Carlos Pacheco, hiszpańska legenda komiksu o superbohaterach, umiera w wieku 60 lat

Rysownik Carlos Pacheco zmarł w wieku 60 lat. Był jednym z pierwszych hiszpańskich artystów, którzy pracowali dla Marvela i DC, będąc ulubieńcem fanów.

Kilka miesięcy temu tłumaczył na portalach społecznościowych, że problemy zdrowotne, z którymi boryka się od dłuższego czasu, wynikają z tego, że cierpi na SLA. „No tak być nie może. Ostateczna diagnoza wyjaśnia: stwardnienie zanikowe boczne, podsumowując, ALS, wiesz, ta rzecz z kostkami lodu. Jest tym, czym jest i z czym trzeba się zmierzyć”. W ciągu ostatnich godzin był uśpiony zgodnie z protokołem dawstwa narządów.

Rozpoczęty zwrócił uwagę wydawców na przejście przez Marvel UK, po czym trafił do kolekcji DC Comics we Flashu. Status supergwiazdy przypadł mu po pobycie w X-Men, charakteryzującym się dynamiką i kompozycją swoich stron. Potem modyfikacja kolejnego niemożliwego: rysowanie i pisanie scenariusza świętej serii dla Amerykanów, takiej jak Fantastyczna Czwórka, w tym przypadku w towarzystwie również Hiszpanów Rafaela Marína i Jesúsa Merino. Merino wkrótce stało się jego ulubionym tuszem. Superman, Batman, Avengers... trudno jest znaleźć mityczną postać, o którą nie trzeba się martwić.

Był także twórcą różnych postaci, w tym sagi Iberia INC Hispanic o superbohaterach, ze scenariuszami Rafaela Marína i rysunkami Rafy Fonteriz y Merino, czy sagi Arrowsmith, współtworzonej z legendą komiksu Kurtem Busiekiem. Między innymi wyróżniają się jego etapy w Avengers Forever, gdzie dał upust swojej miłości do najbardziej klasycznego komiksu. Jego kariera była inspiracją dla całej nowej grupy artystów, którzy dorastali, widząc, że można spełnić marzenie o byciu profesjonalnym rysownikiem. Obecnie na amerykańskim rynku komiksowym pracuje około 200 hiszpańskich autorów. Carlos Pacheco był jednym z pionierów w wyważaniu drzwi, przez które wydawało się niemożliwe przejście.

Wyrazy żalu ze strony kolegów i przyjaciół nie trzeba było długo czekać, podkreślając zarówno jego niesamowitą sztukę, jak i to, jak bardzo był bliski i hojny. „Dzisiaj odszedł przyjaciel, jeden z tych, których kochasz i podziwiasz” – napisał Alberto Chicote na Twitterze.
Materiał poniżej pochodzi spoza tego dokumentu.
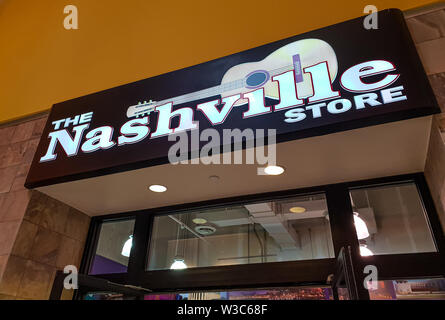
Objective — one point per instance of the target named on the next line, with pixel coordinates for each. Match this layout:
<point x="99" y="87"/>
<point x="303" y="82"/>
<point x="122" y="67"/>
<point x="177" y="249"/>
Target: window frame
<point x="290" y="273"/>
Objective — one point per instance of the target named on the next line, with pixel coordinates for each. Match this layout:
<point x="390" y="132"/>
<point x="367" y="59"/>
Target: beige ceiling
<point x="371" y="152"/>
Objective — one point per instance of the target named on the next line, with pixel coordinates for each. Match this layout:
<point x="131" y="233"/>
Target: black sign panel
<point x="333" y="79"/>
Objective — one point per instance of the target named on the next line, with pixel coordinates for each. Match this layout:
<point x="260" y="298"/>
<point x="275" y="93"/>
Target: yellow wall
<point x="120" y="41"/>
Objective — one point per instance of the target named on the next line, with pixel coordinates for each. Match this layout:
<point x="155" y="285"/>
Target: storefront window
<point x="417" y="289"/>
<point x="391" y="220"/>
<point x="285" y="230"/>
<point x="113" y="247"/>
<point x="289" y="293"/>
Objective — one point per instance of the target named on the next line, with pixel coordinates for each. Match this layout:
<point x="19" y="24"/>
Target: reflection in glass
<point x="393" y="220"/>
<point x="419" y="289"/>
<point x="290" y="293"/>
<point x="113" y="247"/>
<point x="251" y="233"/>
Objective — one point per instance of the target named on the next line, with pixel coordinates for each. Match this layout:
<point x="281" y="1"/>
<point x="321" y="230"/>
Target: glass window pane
<point x="113" y="247"/>
<point x="391" y="220"/>
<point x="285" y="230"/>
<point x="417" y="289"/>
<point x="289" y="293"/>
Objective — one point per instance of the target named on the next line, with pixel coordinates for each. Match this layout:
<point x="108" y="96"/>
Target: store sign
<point x="333" y="79"/>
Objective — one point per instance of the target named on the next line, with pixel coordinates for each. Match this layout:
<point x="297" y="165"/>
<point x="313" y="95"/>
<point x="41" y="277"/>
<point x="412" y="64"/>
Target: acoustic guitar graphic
<point x="249" y="76"/>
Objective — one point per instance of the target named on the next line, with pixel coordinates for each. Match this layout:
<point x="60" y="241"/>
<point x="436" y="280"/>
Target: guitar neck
<point x="205" y="93"/>
<point x="217" y="90"/>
Kondolencje złożyli również muzycy Marwan i José Ignacio Lapido oraz reżyser filmowy David Galán Galindo. Bruno Redondo, Víctor Santos, Jimmy Palmiotti czy sam Kurt Busiek to tylko niektóre z gwiazd komiksów, które również pozostawiły wiadomości o bólu w sieciach.
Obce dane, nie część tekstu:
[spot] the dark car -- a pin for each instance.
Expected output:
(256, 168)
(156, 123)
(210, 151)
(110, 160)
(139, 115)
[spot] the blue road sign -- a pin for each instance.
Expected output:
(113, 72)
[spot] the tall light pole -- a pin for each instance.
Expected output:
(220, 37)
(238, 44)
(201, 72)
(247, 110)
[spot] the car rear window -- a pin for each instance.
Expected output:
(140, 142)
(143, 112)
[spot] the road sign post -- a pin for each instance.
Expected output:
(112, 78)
Zaledwie kilka dni temu otrzymał nagrodę Hiszpańskiego Stowarzyszenia Autorów Komiksów w uznaniu za całokształt jego kariery. Burmistrz San Roque, miasta, w którym Carlos Pacheco ma ulicę pod swoim numerem, zapowiedział kaplicę pogrzebową w Pałacu Gubernatorów i ogłosił dwa dni oficjalnej żałoby.